現状俺は武器や防具は無いし、アイテムすらも無い状態。
……え、刀の武器?断浪清風?
そんな武器、俺は知らないな。
知っているのは村長宅玄関を彩っている、ほかほかしている刀ぐらいだ。
と、まぁそんな感じで何もない俺。
幸いに無一文というわけじゃなく、開始時に1000円、村長から2000円貰っていた。
3000円もあれば色々と揃えられるだろう。
「んじゃ、まずは装備を整えておくかな」
俺は村長の家の隣にある、古ぼけた武器屋の中に入った。
「はい、らっしゃい!」
入ると同時に物凄く大きな声で俺を出迎える、ムキムキマッチョなオッサン。
数秒毎に違うファイティングポーズをとる辺り、格闘家か何かなのだろう。
じゃなかったら上半身裸で汗を光らせている変質者だからね。
……うん、これは早いとこ買い物を済ませよう。
「一通り武器を見せてくれ」
「はいよ!!」
すると目の前に、武器の一覧が書かれたウインドウが現れる。
おっ、序盤のわりには充実してるな。
種類としては剣、短剣、刀、斧、槍、弓、杖、槌、鞭、扇、バット、メリケンサック、フライパン、鉄砲。

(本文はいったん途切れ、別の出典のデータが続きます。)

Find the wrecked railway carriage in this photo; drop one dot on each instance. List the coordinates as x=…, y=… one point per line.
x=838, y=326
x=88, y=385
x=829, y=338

もっと細かく見てみると、剣の欄には長剣や大剣、銃なんかはSAA、Mk22、AK-47、RPG-7、コルトバイソンなんて物もある。
選り取り見取りに選べそうだ。
まぁ吸糖鬼が何を装備できるかが問題なのだが。
あの武器の件もあるから少々不安、いやあの武器の件って知らないけど。
ともかくだ、少し覚悟して見ていかないといけない。
……よし、まず誰でも装備できる短剣、「冒険者の短刀」から試そう。
そう思った俺は短剣を選択しようとした。
【ぜんぶそうびができません】
──ら、途端にそう流れるテロップ。
思わず「は?」と、呆気ない声を出す俺。
いや、まさかな。
俺の聞き間違いであって欲しいと願ったが、現実は非常であった。
【貴方は武器が使えないのさ!残念無念!!】
武器なのか怪しいフライパンすら装備できないのか、俺は……
正直マジで素で落ち込んだ。
思わずうなだれていると、それに気付いた店主が声をかけてきた。
「おう、どうしたボウズ!」
気さくに声がけするマッチョ店主。
あっ、こういうフレンドリーな店主なら、もしかしたら何か見繕ってくれるかもしれない。
そう考えた俺は、武器が何も装備できないことを相談した。
が、やはり現実は非常すぎるのである。
「んだよ装備できねぇんならとっとと失せちまいな、このダラズが!!」
店主、まさかの放棄&追い出しであった。
これは流石に泣きそうになるぞ。
ちょっと選択を間違えただけなのに、こんな目に合うなんて……
「この筋肉が光っている内にはよ消えな!」
と思っていたけれど、やっぱり装備できなくて幸運だったかもしれない。
だってマッチョポーズするたびに、汗が商品に飛んでいき、付着しちゃってるんだもん。
よく見たら一部染み付いてるのあるなこれ。
買わなかったら買わなかったで何かありそうだったし、これはついてるかも。
俺はそのまま店を出た。
しかしながら店主の言動に多少文句があるのは事実。
なので上半身露出しているから警察(運営)と、ダメになってる品物売っているので消費者庁(運営)。
その2つに連絡しておきました。
「よし、切り替えて今度は防具を見に行くか」
防具屋は武器屋の向かいのお店である。
中に入ってみると、内装が武器屋よりも小綺麗で清潔感がある。
店員さんもマッチョではなく、綺麗なお姉さんだし。
内心ホッとしながら、俺はお姉さんに訊ねた。
「防具を一通り見せてください」
「どうぞー」
先程と同じように、一覧が書かれたウインドウが出るがここは普通の序盤な品揃えのようだ。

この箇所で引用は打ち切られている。